Investors wait to see if hospitals held admission volumes in Q2
Investors will be watching beginning this week to see if hospitals maintained admission and outpatient volumes during the second quarter.
The start of second-quarter earnings releases will see publicly traded hospitals trying to match fairly tough comparable numbers from last year. There was also one less weekday in this year’s second quarter to provide services.
“We’ll be looking for them to reiterate (earnings) guidance for the year,” said Brian Tanquilut, senior vice president of healthcare equity research at investment firm Jefferies & Co.
Giant HCA kicks off the hospital earnings season on July 25 followed over the next several days by Tenet Healthcare Corp., Community Health Systems, LifePoint Health and Universal Health Services.

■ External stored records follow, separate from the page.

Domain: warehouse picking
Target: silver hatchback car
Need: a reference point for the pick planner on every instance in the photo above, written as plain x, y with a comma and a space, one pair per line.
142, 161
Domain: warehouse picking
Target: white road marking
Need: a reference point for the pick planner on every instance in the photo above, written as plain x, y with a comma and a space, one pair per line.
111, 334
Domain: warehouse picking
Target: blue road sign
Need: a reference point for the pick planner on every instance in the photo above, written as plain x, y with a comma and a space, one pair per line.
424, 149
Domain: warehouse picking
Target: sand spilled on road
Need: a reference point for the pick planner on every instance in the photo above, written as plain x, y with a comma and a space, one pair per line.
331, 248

Tanquilut said hospitals and their physician service vendors such as Envision Healthcare are coming to grips with “a new normal” of slowing admissions growth.
Hospitalizations are rising at 1% to 2% annually today vs. 3% to 4% in the years following the Affordable Care Act and related state Medicaid expansions.
Growth in the ranks of the newly insured from the ACA have flattened and nearly full national employment means few new people are getting employer-sponsored insurance to juice volumes, Tanquilut said, adding that dynamic also could begin to affect outpatient volumes. Envision recently throttled back guidance for growth in same-store ambulatory surgery volumes from the mid-to-high single digits to the low-to-mid single digits, Tanquilut said.
Despite concerns about a repeal of the ACA, investors in hospital stocks have stuck with them given the ability of management to navigate the choppy waters.
The Modern Healthcare Hospital Stock Index, encompassing nine major hospital companies, is essentially flat since the U.S. House of Representatives passed its version of ACA replacement on May 4.